TennisAddict le mag n°16 - Mai 2015 | 12 Mai 2015 à 0h00

Par Baptiste Blanchet

Passionné depuis son enfance par la petite balle jaune, Bob Sinclar suit tout au long de l'année l'actualité du circuit, assistant à de nombreux tournois. L'un des plus célèbres DJ's français, qui mixe chaque année lors de la Journée des Enfants de Roland-Garros, a noué une amitié avec de nombreux joueurs tricolores mais aussi avec Roger Federer, qu'il admire particulièrement.

Pour TennisAddict, Bob Sinclar nous dit tout sur son « addiction » au tennis.

Quand as-tu découvert le tennis ?

Je devais avoir 8 ans, j'habitais à Paris dans le Marais. J'ai commencé à jouer au Carreau du Temple, dans le IIIe arrondissement de Paris, un marché couvert, où se pratiquait le commerce de vêtements, de cuirs et de fourrures, qui se transformait en deux courts de tennis. Je jouais là-bas une fois par semaine, grâce à la mairie du IIIe. Les parents cherchent toujours à inscrire leurs enfants à une activité sportive, donc moi j'avais le tennis en semaine et le foot le week-end. Vers 16-17 ans, les professeurs du club m'ont demandé de m'occuper des gamins au mini-tennis. Cela me plaisait, j'avais un bon contact avec eux, et cette activité m'a permis de gagner un peu d'argent de poche pendant 2-3 ans.

Tu étais doué ?

J'ai tout de suite eu un « feeling » pour ce sport, ça ne s'explique pas, mais j'avais zéro talent. Pourtant j'aurais rêvé d'être un athlète de haut niveau. J'ai remarqué que beaucoup de champions habitaient à côté d'un club de tennis, moi je n'ai pas eu cette opportunité. Quand tu vis dans Paris Centre, tu n'as pas des tonnes de possibilités pour jouer au tennis et ma mère, qui travaillait beaucoup, ne pouvait pas m'accompagner loin pour faire des tournois. Donc, je disputais uniquement celui du club. Attention, je ne suis pas en train de trouver des excuses pour expliquer que je ne suis pas devenu un grand joueur (rires). Ce talent, si tu l'as, ça se sent tout de suite.

Qui étaient tes premières idoles ?

Forcément quand Yannick (Noah) a remporté Roland-Garros en 1983, ça été un choc, qui a fédéré pas mal de choses en France, qui a « boosté » le tennis.
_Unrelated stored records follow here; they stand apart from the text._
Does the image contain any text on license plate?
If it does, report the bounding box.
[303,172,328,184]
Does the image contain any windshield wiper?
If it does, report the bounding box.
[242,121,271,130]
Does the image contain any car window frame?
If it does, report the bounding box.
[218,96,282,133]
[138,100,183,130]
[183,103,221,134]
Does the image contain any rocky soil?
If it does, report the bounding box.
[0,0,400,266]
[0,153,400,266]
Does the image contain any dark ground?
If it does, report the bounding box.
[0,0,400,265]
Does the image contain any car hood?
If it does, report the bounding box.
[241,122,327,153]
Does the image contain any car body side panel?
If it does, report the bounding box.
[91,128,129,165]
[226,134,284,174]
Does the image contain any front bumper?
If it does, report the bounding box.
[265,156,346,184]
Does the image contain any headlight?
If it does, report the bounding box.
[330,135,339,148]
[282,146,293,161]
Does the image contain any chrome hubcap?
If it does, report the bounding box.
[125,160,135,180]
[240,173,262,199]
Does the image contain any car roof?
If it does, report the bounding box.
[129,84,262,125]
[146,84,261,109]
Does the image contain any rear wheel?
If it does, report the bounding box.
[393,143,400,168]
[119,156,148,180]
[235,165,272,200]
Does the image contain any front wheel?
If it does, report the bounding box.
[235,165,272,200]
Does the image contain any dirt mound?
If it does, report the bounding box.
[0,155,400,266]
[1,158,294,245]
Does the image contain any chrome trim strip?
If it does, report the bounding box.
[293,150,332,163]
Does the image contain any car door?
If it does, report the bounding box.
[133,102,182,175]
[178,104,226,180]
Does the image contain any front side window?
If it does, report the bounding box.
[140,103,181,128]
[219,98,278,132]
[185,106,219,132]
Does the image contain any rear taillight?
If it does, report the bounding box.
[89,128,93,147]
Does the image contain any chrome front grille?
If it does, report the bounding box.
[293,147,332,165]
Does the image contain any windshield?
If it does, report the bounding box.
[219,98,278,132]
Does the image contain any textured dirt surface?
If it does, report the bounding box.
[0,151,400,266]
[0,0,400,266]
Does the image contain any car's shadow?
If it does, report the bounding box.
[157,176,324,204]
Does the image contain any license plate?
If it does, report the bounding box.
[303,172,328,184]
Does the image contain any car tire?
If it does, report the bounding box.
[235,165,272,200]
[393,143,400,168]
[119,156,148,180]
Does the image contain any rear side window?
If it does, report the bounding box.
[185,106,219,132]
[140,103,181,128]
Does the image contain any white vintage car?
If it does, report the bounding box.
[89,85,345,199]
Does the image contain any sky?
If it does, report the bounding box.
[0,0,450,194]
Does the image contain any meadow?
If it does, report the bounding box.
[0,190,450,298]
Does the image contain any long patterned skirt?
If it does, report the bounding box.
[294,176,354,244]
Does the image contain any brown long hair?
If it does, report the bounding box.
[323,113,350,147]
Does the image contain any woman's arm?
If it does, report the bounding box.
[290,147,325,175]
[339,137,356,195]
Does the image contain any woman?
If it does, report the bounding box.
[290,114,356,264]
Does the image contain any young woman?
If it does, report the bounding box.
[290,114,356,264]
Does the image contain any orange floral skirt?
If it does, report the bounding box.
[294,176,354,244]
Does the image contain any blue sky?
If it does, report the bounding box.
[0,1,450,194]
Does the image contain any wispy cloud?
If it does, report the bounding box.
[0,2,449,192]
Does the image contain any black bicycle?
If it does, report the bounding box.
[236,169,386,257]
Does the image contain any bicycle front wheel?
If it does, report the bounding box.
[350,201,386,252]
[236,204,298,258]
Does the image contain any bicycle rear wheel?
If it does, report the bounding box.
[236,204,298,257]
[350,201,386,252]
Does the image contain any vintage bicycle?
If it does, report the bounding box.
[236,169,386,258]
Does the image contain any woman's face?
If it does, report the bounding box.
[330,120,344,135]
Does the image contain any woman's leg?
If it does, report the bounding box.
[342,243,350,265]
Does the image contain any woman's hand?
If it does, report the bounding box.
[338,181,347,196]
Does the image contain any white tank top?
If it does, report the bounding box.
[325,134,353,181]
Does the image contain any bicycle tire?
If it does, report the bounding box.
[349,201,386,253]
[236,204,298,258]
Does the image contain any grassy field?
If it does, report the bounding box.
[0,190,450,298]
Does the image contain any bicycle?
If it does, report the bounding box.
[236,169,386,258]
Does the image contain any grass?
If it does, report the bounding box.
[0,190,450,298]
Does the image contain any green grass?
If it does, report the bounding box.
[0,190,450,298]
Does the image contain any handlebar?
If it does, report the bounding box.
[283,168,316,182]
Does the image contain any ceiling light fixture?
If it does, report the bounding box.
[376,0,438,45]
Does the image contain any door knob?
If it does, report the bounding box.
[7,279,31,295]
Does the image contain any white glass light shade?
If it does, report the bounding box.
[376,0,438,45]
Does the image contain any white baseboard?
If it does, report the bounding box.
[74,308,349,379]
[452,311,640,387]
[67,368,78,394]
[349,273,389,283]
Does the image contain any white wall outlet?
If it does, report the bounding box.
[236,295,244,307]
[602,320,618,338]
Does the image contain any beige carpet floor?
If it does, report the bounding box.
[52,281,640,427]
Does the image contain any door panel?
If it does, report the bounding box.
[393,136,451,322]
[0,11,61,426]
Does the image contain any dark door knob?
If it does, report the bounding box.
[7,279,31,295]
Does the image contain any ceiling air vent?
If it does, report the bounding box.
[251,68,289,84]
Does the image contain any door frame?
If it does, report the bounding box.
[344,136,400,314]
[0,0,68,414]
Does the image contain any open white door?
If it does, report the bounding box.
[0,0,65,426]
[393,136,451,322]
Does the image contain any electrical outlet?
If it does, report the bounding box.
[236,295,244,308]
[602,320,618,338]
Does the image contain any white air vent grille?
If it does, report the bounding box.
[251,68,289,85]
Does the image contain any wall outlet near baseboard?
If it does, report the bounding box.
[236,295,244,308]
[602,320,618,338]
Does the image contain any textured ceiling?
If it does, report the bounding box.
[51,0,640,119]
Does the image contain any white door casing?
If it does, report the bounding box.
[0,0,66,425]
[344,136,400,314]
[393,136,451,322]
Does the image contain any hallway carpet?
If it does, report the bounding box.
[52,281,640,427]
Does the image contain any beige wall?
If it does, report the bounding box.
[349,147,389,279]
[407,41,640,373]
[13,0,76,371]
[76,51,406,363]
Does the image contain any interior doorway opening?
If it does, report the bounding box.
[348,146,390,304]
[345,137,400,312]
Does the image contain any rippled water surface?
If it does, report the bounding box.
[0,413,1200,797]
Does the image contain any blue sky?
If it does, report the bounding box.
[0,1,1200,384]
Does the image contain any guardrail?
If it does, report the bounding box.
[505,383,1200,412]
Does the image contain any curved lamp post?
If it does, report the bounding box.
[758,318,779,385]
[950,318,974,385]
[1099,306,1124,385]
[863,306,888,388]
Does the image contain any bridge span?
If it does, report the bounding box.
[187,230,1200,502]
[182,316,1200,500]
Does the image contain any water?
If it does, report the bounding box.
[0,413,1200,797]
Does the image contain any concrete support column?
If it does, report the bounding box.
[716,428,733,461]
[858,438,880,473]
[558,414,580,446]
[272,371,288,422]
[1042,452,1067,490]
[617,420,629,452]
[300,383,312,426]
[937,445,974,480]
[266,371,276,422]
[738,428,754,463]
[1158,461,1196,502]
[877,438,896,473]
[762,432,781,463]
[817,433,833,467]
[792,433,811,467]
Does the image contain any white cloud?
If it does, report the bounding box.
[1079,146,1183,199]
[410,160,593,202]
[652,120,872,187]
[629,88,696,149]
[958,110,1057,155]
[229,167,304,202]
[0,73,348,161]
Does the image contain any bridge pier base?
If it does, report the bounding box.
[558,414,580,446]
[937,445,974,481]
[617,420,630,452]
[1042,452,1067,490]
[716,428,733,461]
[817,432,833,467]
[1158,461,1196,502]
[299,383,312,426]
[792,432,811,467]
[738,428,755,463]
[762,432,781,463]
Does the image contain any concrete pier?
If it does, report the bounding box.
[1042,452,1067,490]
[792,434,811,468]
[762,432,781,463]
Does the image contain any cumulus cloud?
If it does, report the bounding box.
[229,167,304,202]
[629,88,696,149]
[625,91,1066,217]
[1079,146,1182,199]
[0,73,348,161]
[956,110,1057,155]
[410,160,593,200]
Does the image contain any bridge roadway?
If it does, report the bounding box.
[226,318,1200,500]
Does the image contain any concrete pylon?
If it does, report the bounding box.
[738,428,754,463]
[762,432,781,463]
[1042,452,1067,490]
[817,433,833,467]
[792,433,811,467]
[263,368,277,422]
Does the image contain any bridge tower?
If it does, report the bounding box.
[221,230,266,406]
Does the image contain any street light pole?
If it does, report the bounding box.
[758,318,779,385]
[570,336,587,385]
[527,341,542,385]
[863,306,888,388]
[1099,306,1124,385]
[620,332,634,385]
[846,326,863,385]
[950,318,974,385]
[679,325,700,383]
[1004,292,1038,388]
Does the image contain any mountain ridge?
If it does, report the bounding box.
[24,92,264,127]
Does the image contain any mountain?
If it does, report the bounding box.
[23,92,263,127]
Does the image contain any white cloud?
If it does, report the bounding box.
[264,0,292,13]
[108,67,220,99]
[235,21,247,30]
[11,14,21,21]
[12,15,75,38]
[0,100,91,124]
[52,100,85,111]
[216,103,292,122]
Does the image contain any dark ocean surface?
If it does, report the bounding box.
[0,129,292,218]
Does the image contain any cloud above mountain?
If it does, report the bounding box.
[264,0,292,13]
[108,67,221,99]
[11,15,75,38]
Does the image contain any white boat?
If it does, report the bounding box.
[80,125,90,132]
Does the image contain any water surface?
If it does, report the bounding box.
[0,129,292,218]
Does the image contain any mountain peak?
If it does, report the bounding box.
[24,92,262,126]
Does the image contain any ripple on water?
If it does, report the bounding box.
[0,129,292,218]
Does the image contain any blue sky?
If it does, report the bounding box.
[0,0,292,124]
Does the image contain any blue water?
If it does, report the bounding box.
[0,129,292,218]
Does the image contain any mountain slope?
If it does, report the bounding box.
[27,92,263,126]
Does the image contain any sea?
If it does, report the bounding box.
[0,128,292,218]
Partout, les gamins se sont mis à jouer. Moi je regardais le tennis à la télé, je lisais Tennis Magazine dont les posters décoraient ma chambre. C'était l'époque des Noah, Leconte, Tulasne, et aussi McEnroe ou Borg. C'est drôle, je collectionne aussi les vieux numéros du magazine « Lui » et beaucoup de tennismen de cette époque ont posé dedans.

Aujourd'hui, tu joues régulièrement au tennis ?

Chaque mois, j'essaie de faire 15 jours de concerts et tournées, suivis de 15 jours de studio et de sport. Ce qui me permet alors de jouer 2 à 3 fois par semaine au tennis. Affronter des types très mauvais, ça me rassure (rires) mais j'ai aussi la chance d'avoir créé des liens d'amitié avec Paulo (ndlr : Paul-Henri Mathieu), « Nico » Mahut, Julien Benneteau ou Patrick Mouratoglou qui me font l'honneur de taper la balle avec eux. Dans ces moments-là, tout à l'air facile, tu peux avoir l'illusion d'être un bon joueur car ils te font briller, te mettent la balle juste au bon endroit. Mais si tu joues un match contre un adversaire normal, tu te rends vite compte que ça n'est pas si facile !

Quel est ton niveau ? 

Je dois jouer à peu près 15/5. Il y a 3-4 ans, j'avais fait le tournoi du TC Paris et perdu à 15/4 contre un gars d'une cinquantaine d'années qui avait été classé 0. Donc ça commence à renvoyer. Même si je n'y suis plus depuis 3 ans, le TCP reste mon club, un endroit où les bons joueurs ne refusent pas de taper la balle avec les plus modestes. Il s'agit vraiment d'un lieu agréable, pour les passionnés.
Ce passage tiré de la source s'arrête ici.